Reputation: 47
Can you use a Managed Identity to access an Azure Function from an Azure App Service?
I have created an Azure Function that is called by a single Azure Web App I also created. I want to secure the Azure Function to only allow the Azure Web App to call it. I know how to do it by creating an App Registration and passing ClientID and Secrets. But I was wondering if I can do it by using the Azure Web App's Service Identity. That way I do not need to maintain the ClientID and Secrets. Any advice would be appreciated. Thank you.
Upvotes: 1
Views: 844
Answers (1)
Reputation: 16138
As noted in the comments, you can use MSI for this.

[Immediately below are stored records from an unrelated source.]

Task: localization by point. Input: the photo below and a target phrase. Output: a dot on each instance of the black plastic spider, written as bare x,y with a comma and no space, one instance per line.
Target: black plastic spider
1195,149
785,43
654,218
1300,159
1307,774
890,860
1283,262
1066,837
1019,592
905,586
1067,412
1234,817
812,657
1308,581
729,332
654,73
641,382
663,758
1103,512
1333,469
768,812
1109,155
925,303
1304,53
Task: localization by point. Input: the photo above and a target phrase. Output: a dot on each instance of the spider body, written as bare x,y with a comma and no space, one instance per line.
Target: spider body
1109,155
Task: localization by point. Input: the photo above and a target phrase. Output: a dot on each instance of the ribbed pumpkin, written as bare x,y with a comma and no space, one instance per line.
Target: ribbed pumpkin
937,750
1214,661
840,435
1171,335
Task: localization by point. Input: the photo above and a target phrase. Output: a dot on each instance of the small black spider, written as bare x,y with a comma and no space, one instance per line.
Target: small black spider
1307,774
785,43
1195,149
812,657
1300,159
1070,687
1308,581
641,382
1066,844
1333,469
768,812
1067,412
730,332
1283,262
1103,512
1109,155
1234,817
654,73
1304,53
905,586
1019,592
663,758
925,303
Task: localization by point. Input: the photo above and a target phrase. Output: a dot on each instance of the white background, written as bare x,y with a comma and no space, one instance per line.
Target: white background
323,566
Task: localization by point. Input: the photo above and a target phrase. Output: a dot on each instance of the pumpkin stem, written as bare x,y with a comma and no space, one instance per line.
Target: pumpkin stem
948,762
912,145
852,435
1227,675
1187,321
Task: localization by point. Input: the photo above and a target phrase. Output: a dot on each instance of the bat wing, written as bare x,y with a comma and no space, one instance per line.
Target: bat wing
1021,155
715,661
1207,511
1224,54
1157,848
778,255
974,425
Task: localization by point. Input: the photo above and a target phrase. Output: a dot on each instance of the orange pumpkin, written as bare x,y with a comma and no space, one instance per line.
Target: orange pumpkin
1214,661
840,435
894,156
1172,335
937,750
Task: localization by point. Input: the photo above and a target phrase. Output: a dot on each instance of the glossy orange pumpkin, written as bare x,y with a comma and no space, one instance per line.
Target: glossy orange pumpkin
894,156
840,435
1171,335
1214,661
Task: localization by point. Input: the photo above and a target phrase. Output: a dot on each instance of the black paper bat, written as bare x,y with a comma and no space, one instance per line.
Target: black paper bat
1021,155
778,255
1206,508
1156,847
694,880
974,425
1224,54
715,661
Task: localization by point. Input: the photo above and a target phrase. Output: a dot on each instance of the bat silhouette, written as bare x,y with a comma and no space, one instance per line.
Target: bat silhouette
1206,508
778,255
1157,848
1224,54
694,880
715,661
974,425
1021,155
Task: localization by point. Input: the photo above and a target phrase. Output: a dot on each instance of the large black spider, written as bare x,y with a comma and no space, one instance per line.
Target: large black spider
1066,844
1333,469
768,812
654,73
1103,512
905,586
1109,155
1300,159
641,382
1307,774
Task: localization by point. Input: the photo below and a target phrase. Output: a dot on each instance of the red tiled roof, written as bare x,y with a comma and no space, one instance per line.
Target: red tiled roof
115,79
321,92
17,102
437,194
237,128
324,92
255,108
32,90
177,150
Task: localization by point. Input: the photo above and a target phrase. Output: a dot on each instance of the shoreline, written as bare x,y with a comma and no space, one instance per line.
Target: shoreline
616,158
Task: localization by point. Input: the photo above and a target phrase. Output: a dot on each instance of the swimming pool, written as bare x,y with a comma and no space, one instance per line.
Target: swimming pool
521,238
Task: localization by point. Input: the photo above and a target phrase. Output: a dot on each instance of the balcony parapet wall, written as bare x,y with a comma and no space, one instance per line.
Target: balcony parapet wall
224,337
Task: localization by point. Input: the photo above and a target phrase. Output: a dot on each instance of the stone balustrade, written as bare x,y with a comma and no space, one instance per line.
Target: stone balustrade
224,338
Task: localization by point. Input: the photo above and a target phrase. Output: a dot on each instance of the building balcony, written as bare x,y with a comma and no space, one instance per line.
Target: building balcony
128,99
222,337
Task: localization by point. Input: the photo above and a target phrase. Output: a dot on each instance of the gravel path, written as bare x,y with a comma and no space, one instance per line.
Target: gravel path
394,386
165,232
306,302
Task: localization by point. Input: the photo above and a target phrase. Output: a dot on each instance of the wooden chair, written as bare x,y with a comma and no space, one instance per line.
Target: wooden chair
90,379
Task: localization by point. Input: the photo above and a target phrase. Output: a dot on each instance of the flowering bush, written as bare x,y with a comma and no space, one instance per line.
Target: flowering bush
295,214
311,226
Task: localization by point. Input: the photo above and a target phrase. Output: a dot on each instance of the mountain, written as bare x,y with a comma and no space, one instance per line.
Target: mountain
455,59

As an alternative approach you could also lock it down on the network layer by integrating the App Service into a VNET and lock down incoming traffic on the Function to that one subnet of the App Service.
Upvotes: 1
Related Questions
- Unable to use 'User-managed identity' with Azure Function App
- Azure - System Assigned Managed Identities for Function App
- Using managed identities to invoke a http triggered function app inside another function app
- Can you assign a user Managed Identity for individual functions in a Function App?
- User assigned managed identity with azure function - is it possible?
- Is it possible to enable Managed Identity between Azure function and Azure Web API?
- Is managed identity available for communication between API Management service and Azure functions?
- Use Azure Managed Identities for service to service calls
- Can Managed Identity of a Azure Function have access across multiple subscriptions?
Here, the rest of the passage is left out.